Schlagwort-Archive: Konzertmitschnitt

Song des Tages: The Distillers – „City Of Angels“ (live)


Na da hör‘ her! The Distillers haben ein Live-Album titels „Live In Lockdown“ veröffentlicht, welches ab sofort digital erhältlich ist. Die insgesamt neun Songs, die während eines Livestreams gegen Ende des vergangenen Lockdown-Jahres aufgenommen wurden, werden am 21. November 2021 über Rise Records auch auf Vinyl erscheinen.

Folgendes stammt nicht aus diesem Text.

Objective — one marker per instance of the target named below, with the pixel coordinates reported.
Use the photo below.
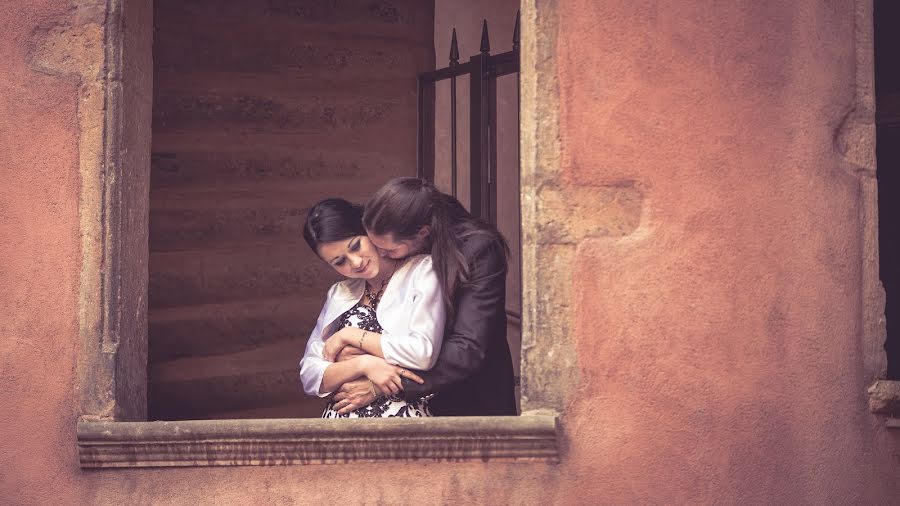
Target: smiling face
(354, 257)
(390, 247)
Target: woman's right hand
(386, 377)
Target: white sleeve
(312, 365)
(420, 348)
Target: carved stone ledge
(315, 441)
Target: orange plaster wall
(718, 343)
(39, 264)
(721, 341)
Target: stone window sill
(315, 441)
(884, 399)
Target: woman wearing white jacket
(387, 316)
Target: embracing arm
(480, 311)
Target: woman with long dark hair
(390, 310)
(473, 374)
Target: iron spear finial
(485, 40)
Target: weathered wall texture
(697, 272)
(262, 109)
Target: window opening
(887, 92)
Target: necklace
(375, 299)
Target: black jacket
(474, 373)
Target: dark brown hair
(332, 220)
(404, 205)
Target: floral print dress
(364, 317)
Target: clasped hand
(380, 378)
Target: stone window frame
(112, 431)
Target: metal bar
(425, 169)
(420, 125)
(477, 145)
(504, 63)
(491, 169)
(479, 140)
(446, 72)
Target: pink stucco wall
(719, 342)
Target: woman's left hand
(337, 342)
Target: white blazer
(411, 312)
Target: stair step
(258, 378)
(216, 165)
(192, 278)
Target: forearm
(342, 372)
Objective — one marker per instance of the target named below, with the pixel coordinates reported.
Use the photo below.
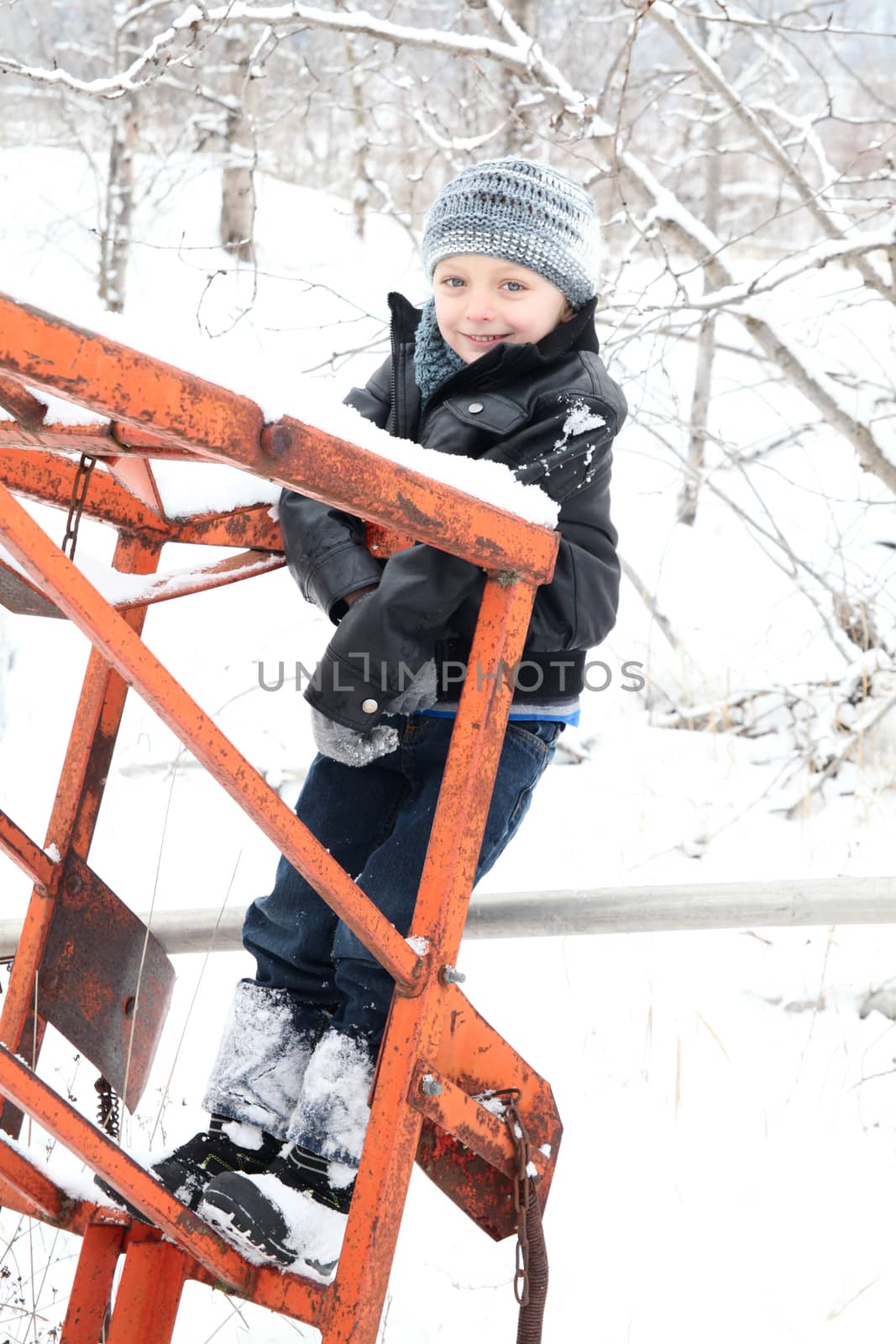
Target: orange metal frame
(438, 1055)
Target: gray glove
(419, 694)
(348, 746)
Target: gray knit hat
(523, 212)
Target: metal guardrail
(537, 914)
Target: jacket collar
(578, 333)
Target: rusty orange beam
(20, 403)
(190, 413)
(110, 380)
(78, 795)
(65, 1124)
(24, 853)
(470, 768)
(217, 575)
(47, 477)
(269, 1287)
(149, 1290)
(118, 644)
(403, 501)
(458, 1115)
(98, 438)
(417, 1026)
(92, 1288)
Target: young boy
(501, 365)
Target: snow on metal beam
(537, 914)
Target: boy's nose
(479, 307)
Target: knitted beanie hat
(523, 212)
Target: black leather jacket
(550, 412)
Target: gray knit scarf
(434, 360)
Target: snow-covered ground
(728, 1160)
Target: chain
(511, 1095)
(76, 504)
(109, 1108)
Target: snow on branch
(732, 17)
(148, 66)
(715, 80)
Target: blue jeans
(376, 822)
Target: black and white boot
(251, 1093)
(291, 1214)
(226, 1147)
(296, 1211)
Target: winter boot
(224, 1147)
(291, 1214)
(295, 1213)
(265, 1048)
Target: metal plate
(93, 988)
(23, 597)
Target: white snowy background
(728, 1167)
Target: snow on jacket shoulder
(550, 413)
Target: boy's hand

Zwölf Jahre nach ihrer Auflösung kündigte die Band 2018 etwas überraschend ihr Comeback an, dem das Punk-Rock-Quartett einige Live-Auftritte in den US of A sowie der Single „Man vs. Magnet / Blood In Gutters“ die ersten neuen Songs nach immerhin 14 Jahren Sendepause folgen ließ. The Distillers gründeten sich 1998 um Frontfrau Body Dalle im kalifornischen Los Angeles und lösten sich 2006 auf, nachdem sowohl Schlagzeuger Andy Granelli als auch Bassist Ryan Sinn die Band verlassen hatten. In jenen acht Jahren veröffentlichte die Band drei Alben und erlangte mit diesen (sowie eventuell dem Fakt, dass ihre Frontfrau bis 2020 mit Queens Of The Stone Age-Vorsteher Josh Homme liiert war) weltweit Kultstatus. Brody Dalle und Gitarrist Tony Bevilacqua gründeten nach Auflösung der Distillers mit Spinnerette eine neue Band, welche jedoch recht kurzlebig geriet. Brody Dalle ist seitdem auch als Solo-Künstlerin aktiv und veröffentlichte im Jahr 2014 mit „Diploid Love“ bislang ein Album unter eigenem Namen.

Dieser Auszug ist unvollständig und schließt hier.